Does the ADA cover mental health conditions?
It can — conditions such as depression, anxiety disorders, and PTSD can qualify as disabilities under the ADA, which can entitle a qualified employee to reasonable accommodations. Whether a specific condition qualifies and what is reasonable is an individualized analysis, so this policy commits to the interactive process in good faith and takes advice on specific cases rather than pre-judging them.
What should a manager do when someone discloses a struggle?
Listen without diagnosing, thank them for saying it, ask what would help, and agree concrete next steps — a workload change, time off, the EAP, or an accommodation conversation with [name/role]. Then keep it confidential and follow up in [timeframe]. What managers should never do: minimize it, share it, or quietly change how they treat the person. The first conversation sets whether anyone else ever has one.
Is the EAP really confidential?
Yes — the EAP is run by an external provider, and {{org.name}} does not receive names of who used it, only anonymized usage statistics.
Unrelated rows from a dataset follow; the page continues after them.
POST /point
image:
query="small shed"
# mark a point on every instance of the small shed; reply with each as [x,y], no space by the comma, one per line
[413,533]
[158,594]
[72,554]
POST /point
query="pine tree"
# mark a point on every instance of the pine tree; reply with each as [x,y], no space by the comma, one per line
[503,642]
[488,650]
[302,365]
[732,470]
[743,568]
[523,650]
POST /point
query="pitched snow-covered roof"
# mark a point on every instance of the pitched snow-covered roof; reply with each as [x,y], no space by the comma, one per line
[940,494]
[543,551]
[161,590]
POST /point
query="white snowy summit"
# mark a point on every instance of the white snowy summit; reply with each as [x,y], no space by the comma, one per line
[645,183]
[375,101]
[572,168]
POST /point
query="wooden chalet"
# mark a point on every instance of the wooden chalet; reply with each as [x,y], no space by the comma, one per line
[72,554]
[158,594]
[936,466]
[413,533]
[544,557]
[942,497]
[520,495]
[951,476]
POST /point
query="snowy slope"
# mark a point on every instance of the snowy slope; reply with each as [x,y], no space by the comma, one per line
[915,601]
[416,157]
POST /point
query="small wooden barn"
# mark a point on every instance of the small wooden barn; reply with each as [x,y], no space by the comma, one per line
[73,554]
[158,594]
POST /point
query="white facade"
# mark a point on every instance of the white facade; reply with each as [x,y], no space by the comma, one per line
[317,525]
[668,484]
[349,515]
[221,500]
Nobody needs a manager's permission or knowledge to call. The narrow exceptions are the standard legal ones any counselor operates under, such as imminent risk of serious harm — the provider explains those at first contact.
What if the pressure is coming from the job itself?
Then the job is what gets fixed. This policy deliberately puts work design — workload, schedules, clarity, and manager behavior — ahead of support services, because counseling someone through an impossible roster is treating the symptom. Raise it with your manager or [name/role]; chronic overload gets escalated as a management problem, and patterns across a team are reviewed at [frequency].